8.8.2024

The Joy of Life in Doing

The Joy of Life in Doing
Along the way though, I kind of lost myself.

I've been working in and out of venture capital, private equity, mentoring and advising startups since moving back to North America in 2017. Coming from running my own agency and entertainment consultancy for nearly a decade in Hong Kong, I thought I'd pay it forward and help aspiring founders. I eventually launched a fund with the thesis of supporting creatives and culturally driven companies, cause heck, I know what it’s like to be in their shoes. I went from leading creative teams to helping creative founders find funding and navigate the weird world of finance and operations.

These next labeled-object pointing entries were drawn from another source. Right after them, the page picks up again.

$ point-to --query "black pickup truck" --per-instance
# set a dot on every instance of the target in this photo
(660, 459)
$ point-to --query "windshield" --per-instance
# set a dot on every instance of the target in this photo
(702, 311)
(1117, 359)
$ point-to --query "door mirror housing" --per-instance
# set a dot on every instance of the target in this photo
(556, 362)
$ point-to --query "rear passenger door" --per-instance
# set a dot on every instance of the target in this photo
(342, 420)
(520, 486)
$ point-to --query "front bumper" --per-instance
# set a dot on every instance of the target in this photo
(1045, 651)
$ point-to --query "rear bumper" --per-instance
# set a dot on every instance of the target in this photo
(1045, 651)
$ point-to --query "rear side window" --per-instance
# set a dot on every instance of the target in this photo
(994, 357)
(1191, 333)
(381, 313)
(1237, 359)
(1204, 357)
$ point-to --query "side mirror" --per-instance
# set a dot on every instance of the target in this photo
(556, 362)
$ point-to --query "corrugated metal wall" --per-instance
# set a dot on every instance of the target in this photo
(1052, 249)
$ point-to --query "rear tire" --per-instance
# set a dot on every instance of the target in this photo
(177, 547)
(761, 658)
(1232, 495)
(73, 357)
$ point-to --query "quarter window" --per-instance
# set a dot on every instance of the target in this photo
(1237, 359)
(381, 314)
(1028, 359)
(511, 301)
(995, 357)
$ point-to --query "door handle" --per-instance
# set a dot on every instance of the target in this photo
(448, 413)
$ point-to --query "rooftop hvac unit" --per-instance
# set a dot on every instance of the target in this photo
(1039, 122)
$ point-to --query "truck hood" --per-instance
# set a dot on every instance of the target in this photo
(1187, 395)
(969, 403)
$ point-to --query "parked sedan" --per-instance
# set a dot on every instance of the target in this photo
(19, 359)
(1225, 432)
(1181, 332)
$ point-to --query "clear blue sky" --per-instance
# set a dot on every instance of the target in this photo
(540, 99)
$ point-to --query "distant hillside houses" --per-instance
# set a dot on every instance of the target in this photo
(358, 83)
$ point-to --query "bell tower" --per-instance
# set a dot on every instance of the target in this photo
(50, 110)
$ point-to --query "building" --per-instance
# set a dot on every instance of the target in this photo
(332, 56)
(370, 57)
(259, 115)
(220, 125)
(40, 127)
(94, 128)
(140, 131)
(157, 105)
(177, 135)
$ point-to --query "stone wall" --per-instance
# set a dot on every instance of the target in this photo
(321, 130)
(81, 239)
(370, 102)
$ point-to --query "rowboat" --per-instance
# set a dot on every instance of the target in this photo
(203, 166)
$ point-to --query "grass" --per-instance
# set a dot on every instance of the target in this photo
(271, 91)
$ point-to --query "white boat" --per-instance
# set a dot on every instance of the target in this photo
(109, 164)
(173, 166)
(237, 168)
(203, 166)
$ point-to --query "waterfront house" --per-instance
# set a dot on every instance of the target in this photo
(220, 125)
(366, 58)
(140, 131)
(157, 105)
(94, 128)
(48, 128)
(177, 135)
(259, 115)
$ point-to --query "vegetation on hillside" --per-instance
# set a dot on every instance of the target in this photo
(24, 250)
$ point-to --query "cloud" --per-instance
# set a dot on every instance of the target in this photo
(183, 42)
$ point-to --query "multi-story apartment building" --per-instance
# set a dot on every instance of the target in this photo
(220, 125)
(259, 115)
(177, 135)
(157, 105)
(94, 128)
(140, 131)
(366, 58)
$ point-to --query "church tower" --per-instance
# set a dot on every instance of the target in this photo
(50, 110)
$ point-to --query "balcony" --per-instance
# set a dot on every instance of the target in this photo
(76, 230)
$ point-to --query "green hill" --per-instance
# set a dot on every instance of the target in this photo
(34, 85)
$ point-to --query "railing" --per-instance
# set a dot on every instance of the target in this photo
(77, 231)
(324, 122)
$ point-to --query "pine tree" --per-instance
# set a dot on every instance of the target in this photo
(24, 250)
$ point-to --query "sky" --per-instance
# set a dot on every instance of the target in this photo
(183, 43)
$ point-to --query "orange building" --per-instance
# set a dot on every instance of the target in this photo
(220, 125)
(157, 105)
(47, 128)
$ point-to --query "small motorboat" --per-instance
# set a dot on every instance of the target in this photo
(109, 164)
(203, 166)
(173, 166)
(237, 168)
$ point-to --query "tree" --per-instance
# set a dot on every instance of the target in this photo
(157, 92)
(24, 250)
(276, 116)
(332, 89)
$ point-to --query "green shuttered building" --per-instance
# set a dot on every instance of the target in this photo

Along the way though, I kind of lost myself.

It was a lot to “brain”; working on financial and operational plans, due diligence, mundane office work, I lost a bit of that soul that made life vibrant.

I lost that creativity I practiced when I connected brands with celebrities, dabbling in music and producing live events. That joy in bringing concepts to life. I missed that feeling.

Enter Joie de Vivre.

Around a month ago, I traveled to the South of France to assist on an epic project. I was asked to advise a first-time, multi-day music festival that was to take place in a series of venues, including a number of 17th-century chateaus and a 6 million-year-old cave. (As a side note, I’m proud to say that after doing 6, maybe 7 of these over the years, they've never turned into the type of festival that rhymes with  'fire' 😅). This time though, rather than be responsible for talent, design, and everything, I got to really sit back, enjoy, watch the team, and just fill in where I was needed.

During the first night, we stayed up until 8 in the morning talking through the run-of-show, operations and team structure, you know... the basics. I felt right at home. A couple of sleepless nights and three chateaus later, I remembered that this event was conceptualized and executed by a team that wasn't backed by any fund, angel or any deep corporate pockets. It was backed by pure hustle and creative passion, by a group willing to stare oblivion in the face and risk reputation and debt, time and again, to deliver a vision—the types of people & founders I've dedicated my career to.  There’s a type of entrepreneurial thrill about having no options but to succeed -- where intuition & necessity solves problems.

These events are run by visionaries driven almost entirely by passion to show the world what joy is to them. Not necessarily for financial returns (yes, partially) but more about building a meaningful community that share a deep-rooted commonality.

And isn't that what founders are? Ones who look for solutions to mold the world into that joy they want to see? And at the end of the day, money becomes the outcome of building something that matters to them.

[Investor-Hat intermission] Side note to my LPs - it also helps that these concepts, these festivals are perfect for testing new ideas, introducing new products, new technology and seeing how quickly they can be adopted, etc. A unified way of blending consumer, content, tech & finance in the simplest way.

Long story short - my Joy of Life (err Joie de Vivre) is making sure I'm doing something that balances my past & present.  This ‘engagement’ helped me rediscover that and focus on why I'm doing what I'm doing with Social Study Ventures .  And perhaps more importantly, it's brought me back from the verge of losing myself.

Finding balance. Business and creativity. Numbers and ideas. And I think I've found the perfect blend of that in what I do. Have you?